BTW should this hack rather go into hypothesis-pytest for trying it out, or do you already want to stabilize an API in pytest?
Also I'd like to hide the generated tests from the UI.
Yeah I was just about to ask if there was a way to do that. This looks great (just tried it locally), but I'd rather not spam the UI with 200 tests, particularly for people like me who typically run in verbose mode.
@untitaker should go into something external, and we should later on figure a feature test to kill it out
@DRMacIver the proper solution is still a bit away (it would hide the number of sub-tests)
however making that happen is a bit major, and between personal life and a job i cant make any promises for quick progress
right now i'm not even putting the needed amount of time into the pytest-cache merge and the yield test refactoring
That's of course totally fine. Life always takes priority over free work. I'm also probably not going to be that active on the Hypothesis side of this in the near term.
I don't think the number of subtests is relevant -- hypothesis would bump this count by hundreds for each testcase. I'd like to see the same exact UI as before.
To clarify, the number of collected tests in the pytest UI is still 1 with that gist.
@untitaker subtest's are named a test item execution time, not collection time
its needed for fixing #16 as well (and its perfectly fine to collect and report exactly one item in most cases)
(for hypothesis for example it would be very sensible to pick and choose what of the subtests to report in error cases (i.e. the minimized still failing examples), and generally hide the non-error cases)
A thing to note there is that I would like to at some point start reporting multiple distinct errors per test when multiple are found, even though Hypothesis currently only reports one error per test.
So I'm looking into this approach and I don't think it works. The problem is that the inner tests seem to run after the outer test has executed, which makes it impossible for minimize to work (and also to stop execution when the first failure is found). The behaviour Hypothesis needs is to run the test function and get an exception immediately if it fails.

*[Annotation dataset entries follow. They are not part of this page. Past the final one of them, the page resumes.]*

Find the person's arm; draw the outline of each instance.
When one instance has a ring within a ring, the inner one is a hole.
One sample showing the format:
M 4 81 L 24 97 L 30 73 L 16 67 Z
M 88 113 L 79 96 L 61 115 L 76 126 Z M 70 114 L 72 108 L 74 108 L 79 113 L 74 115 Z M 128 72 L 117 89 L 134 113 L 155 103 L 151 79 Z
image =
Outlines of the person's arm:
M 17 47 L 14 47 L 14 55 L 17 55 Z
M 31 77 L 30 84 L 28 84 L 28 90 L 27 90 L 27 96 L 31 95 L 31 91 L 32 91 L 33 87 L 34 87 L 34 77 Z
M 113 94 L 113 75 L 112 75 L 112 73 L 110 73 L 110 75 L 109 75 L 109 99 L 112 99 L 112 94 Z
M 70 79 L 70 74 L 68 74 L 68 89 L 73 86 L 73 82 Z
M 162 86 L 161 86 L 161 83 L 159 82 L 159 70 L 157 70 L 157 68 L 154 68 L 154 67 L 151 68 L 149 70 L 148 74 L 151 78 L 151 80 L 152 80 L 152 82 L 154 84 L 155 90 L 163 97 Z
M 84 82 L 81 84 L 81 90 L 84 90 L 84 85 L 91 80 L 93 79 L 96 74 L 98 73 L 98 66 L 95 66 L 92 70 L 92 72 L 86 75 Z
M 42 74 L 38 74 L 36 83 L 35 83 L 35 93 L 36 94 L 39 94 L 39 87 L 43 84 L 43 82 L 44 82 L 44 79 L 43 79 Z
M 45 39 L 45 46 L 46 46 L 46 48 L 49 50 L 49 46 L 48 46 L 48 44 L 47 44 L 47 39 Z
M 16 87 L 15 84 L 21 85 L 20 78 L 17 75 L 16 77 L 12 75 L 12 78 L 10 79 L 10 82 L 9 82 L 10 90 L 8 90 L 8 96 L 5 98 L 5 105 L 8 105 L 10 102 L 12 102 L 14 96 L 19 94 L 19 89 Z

Try again? I'm not sure if I'm not missing some critical setup now though.
Yes, this seems to work. FWIW my test for it working is just to add "assert len(s) <= 2" in test_inner: What should happen is that it prints out a falsifying example of s='000', and it does. Yay!
Although actually it's not quite right: Something you're doing is interfering with output capturing, so it prints the falsifying example in the wrong place. It normally appears in captured output (I have a pytest plugin for better reporting integration, so this isn't intrinsically a problem and I could just add it to the report in the same way)
Well, I think I've reached the dead end with trying random hooks! 😆
As far as I can tell, pytest's capturing stuff is not cleanly nestable.
currently capture is not nest-able, i have a rough plan to change that, but it needs discussion with @hpk42 and about 2 days of work to build a Prood of Concept - so its def not a soon item
I'm considering putting my hack above into a new package, as I need it for one of my projects. Did a better solution appear out there since then, or is there some other reason (other than shitty diagnostics) I shouldn't use it?
There is no better solution yet, but Please document it AS hack that might break between pytest minor releases
I've now published https://github.com/untitaker/pytest-subtesthack
There's also an experimental drop-in replacement for given, https://gist.github.com/untitaker/49a05d4ea9c426b179e9, but it's extremely buggy because it's too simple. I don't want to replicate all the argspec-juggling logic in hypothesis :(
Yeah, that's fair. I wrote it, and I don't want to replicate all the argspec juggling logic in Hypothesis :-)
I wonder if there's a way to split up given into unstable internal APIs such that I can hook better into it.
I'm open to suggestions. It's not totally obvious where that would be though.